Lately, I’ve been tripping over my own version. Not one big heartbreak, but a collection of small ones, each pulling a little more air from the room. I keep showing up — doing my job, taking care of the kids, keeping life moving — but inside, it feels like I’m living in a house where someone slowly moved the furniture out while I wasn’t looking. Everything echoes now.

It’s tangled up with a question someone recently asked me: Who am I? Sounds harmless, but it’s the kind of question that rips up floorboards. In sorting through the mess, I’ve had to face something I’d rather not admit — I’m a runner.
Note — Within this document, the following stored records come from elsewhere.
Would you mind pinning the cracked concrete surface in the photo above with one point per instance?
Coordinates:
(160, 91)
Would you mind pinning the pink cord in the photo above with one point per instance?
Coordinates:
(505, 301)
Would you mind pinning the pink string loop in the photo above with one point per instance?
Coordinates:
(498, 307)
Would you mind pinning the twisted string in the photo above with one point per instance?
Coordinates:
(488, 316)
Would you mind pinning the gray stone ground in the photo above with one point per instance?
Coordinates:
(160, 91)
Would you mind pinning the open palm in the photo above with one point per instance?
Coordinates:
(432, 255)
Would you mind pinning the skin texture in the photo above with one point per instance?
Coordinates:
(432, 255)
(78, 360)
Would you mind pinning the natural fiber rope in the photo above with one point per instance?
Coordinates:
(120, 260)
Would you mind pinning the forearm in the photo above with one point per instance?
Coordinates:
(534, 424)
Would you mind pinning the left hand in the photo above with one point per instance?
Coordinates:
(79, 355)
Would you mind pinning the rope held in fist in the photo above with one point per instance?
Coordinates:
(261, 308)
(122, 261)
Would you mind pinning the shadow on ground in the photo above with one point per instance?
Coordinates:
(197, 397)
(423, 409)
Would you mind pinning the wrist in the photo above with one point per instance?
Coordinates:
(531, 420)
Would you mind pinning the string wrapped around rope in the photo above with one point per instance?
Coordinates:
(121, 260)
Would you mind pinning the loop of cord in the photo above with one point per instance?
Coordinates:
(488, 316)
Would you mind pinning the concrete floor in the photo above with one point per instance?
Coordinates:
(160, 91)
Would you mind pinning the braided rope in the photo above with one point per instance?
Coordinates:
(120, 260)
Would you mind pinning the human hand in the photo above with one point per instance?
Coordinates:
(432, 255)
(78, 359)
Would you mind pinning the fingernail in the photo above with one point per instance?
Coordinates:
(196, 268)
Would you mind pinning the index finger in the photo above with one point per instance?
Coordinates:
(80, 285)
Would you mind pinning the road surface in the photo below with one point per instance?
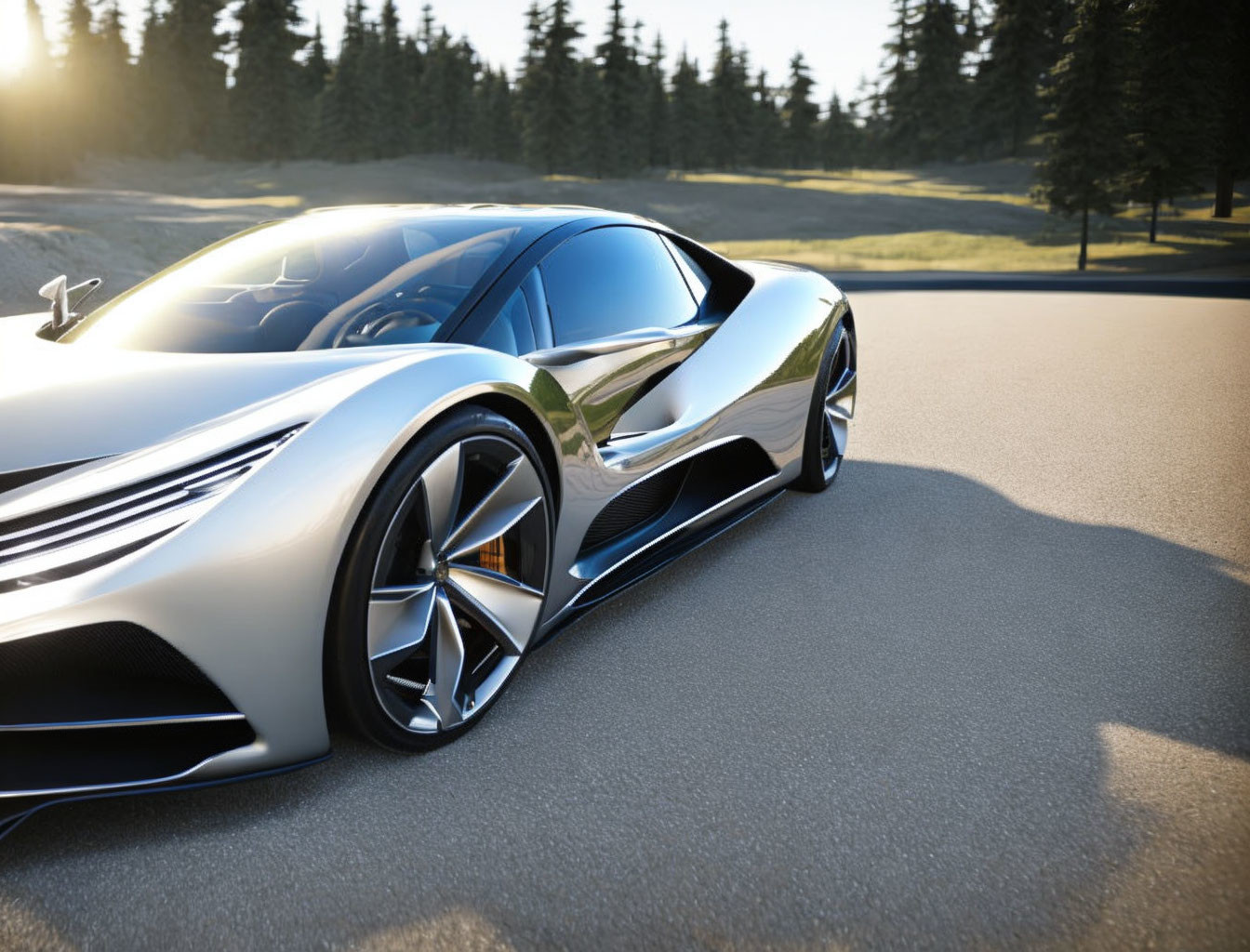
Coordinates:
(991, 691)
When things get uncomfortable, I start looking for the exit.

I’ve called it “self-preservation,” but it’s really grief-avoidance. If I leave before I have to watch something fall apart, maybe it won’t hurt as much. But it does — just slower, creeping in during quiet moments when I think I’ve outrun it. Even my so-called strengths feed into this: thoroughness turns into overexplaining to avoid the hard truth, accountability turns into carrying problems that aren’t mine, and storytelling can soften reality until I start believing the easier version.

And then, in the middle of this heavy reflection, the same person who asked Who am I? tossed me a completely different question: If you could be any item in someone’s glove compartment, what would you be? I blinked. I honestly had no idea how that had anything to do with the meeting or what we were talking about. Maybe it was meant to loosen me up; maybe it was a tangent. Either way, I felt a little lost in the pivot — and still, the first answer that stumbled out was the half-working mini flashlight. It blinks more than it beams, but it comes through. It’s found Maddie’s hair tie, a Lego buried in crumbs, and once, a sliver of courage on a rough night. The battery wavers, yet the light is there when I need it.

The trouble with grief that doesn’t have a funeral is you don’t get a clear moment where you say, Okay, it’s time to let this go. You have to give yourself that moment. And I’m not there yet. I’m still holding onto pieces I thought would fit in my life forever, even if I know they don’t belong anymore.

In hospice, I’ve seen the peace that comes when people finally speak the words they’ve been holding, make the call they’ve avoided, or simply allow someone to see the truth. Maybe that’s my work right now — not the kind I can check off a to-do list, but the kind where I sit with what’s gone, name it, and decide if it still gets to live in my head rent-free.

Because you can’t carry unspoken grief forever without it shaping you. And I’m realizing I want to be the one doing the shaping — before the weight of all the things I’ve avoided ends up shaping me.